Escanteado no Oscar 2016, sem nenhum prêmio, “Brooklin” (ou “Brooklyn”, no original que dispensa tradução) trata de um tema tão antigo quanto atual: a imigração em sua forma mais clássica, como um romance de formação sobre uma jovem irlandesa (Saoirse Ronan) a escrever sua história e seus feitos na América. É um filme bonito e honesto. Mas, perto de “Era uma Vez em Nova York”, parece apenas uma fábula young adult.

O longa de James Gray, que passou rapidamente pelos cinemas nacionais em 2014, é uma discreta obra-prima que observa a imigração em sua intimidade, entre corpos e gestos, entre o amor e o sofrimento da experiência humana. A imigração já teve epopeias do porte de “Titanic” (1997), um blockbuster maior-que-o-mundo tanto em dimensão cinematográfica quanto em sentimentalismo. Pois “Era uma Vez em Nova York” agiganta-se na timidez de suas imagens soturnas e acabrunhadas.

Em 1921, a polonesa Ewa Cybulska (Marion Cotillard) desembarca em Nova York ao lado da irmã, Magda (Angela Sarafyan).
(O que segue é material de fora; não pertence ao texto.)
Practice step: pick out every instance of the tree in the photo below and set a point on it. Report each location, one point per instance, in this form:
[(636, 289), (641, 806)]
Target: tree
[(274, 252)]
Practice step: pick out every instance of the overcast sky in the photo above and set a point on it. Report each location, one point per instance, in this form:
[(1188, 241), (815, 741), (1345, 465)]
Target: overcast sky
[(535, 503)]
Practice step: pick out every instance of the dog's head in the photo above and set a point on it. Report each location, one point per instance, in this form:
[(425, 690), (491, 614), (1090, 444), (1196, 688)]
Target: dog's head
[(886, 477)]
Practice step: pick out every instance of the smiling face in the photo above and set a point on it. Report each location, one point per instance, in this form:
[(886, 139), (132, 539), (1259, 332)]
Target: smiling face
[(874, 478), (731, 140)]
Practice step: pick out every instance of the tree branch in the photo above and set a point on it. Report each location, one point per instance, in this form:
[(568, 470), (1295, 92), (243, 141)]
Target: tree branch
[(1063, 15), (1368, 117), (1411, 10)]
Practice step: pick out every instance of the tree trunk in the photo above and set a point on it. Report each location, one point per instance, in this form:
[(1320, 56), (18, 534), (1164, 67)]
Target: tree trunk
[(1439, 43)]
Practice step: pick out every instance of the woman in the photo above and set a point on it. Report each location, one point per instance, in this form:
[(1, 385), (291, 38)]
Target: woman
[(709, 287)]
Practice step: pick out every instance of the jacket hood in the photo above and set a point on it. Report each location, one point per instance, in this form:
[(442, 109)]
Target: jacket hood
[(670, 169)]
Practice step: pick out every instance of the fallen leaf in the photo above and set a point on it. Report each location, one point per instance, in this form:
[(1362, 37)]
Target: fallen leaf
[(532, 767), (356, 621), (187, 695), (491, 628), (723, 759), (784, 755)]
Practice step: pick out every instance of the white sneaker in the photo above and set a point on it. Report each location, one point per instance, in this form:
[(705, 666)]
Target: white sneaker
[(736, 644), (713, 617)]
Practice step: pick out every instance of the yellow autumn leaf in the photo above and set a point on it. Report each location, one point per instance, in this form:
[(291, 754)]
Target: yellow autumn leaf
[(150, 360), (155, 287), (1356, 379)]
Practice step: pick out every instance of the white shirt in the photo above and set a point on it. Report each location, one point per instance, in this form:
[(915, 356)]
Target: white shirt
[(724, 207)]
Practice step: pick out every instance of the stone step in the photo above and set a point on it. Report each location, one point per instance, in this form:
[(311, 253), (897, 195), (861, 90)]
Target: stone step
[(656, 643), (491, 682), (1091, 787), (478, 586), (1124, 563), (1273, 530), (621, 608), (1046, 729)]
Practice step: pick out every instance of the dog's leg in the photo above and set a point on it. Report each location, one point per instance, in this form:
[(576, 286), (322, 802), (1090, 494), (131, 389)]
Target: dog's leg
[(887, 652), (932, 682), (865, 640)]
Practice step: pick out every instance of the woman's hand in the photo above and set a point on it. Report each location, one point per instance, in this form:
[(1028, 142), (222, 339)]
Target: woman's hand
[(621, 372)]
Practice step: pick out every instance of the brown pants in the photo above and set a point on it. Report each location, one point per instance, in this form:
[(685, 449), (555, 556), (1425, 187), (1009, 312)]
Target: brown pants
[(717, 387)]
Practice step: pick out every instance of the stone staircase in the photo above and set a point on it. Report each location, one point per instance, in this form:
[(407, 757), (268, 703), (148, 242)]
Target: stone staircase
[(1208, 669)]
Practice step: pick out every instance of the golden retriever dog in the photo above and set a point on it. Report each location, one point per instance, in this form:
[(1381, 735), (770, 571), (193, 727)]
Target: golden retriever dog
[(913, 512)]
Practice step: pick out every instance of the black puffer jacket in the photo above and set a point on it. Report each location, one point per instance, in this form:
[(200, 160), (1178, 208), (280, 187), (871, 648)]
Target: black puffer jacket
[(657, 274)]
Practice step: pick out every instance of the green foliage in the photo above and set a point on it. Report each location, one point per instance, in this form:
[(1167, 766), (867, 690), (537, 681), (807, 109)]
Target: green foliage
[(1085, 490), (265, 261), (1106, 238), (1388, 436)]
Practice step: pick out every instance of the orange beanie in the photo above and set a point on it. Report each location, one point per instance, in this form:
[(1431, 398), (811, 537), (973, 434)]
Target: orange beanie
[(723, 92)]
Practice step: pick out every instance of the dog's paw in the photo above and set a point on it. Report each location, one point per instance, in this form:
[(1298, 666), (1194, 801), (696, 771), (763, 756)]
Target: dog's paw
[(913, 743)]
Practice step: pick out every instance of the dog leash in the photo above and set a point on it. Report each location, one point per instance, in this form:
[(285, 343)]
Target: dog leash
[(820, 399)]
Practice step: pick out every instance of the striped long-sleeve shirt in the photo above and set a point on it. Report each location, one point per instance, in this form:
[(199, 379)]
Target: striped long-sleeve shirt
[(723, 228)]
A imigração logo considera Magda doente demais para caminhar em solo americano e a deixa em quarentena. Ewa conhece o “empresário” Bruno Weiss (Joaquin Phoenix) e é apresentada à prostituição. Primeiro e único meio de vida para, mais adiante, recuperar a irmã. Na dor, vê Orlando (Jeremy Renner), um mágico, primo de Weiss, tornar sua estadia nos EUA um pouco mais suportável, um pouco menos oprimida.

A imigração como jornada física e simbólica
Para cada gesto de pureza – um sorriso de Orlando –, há uma manifestação de maldade – Weiss ordenando que se mostre aos clientes do cabaré fantasiada de Estátua da Liberdade. “Então, o que você quer aqui na América?”, indaga Orlando. “Eu quero ser feliz”, ela diz, sincera.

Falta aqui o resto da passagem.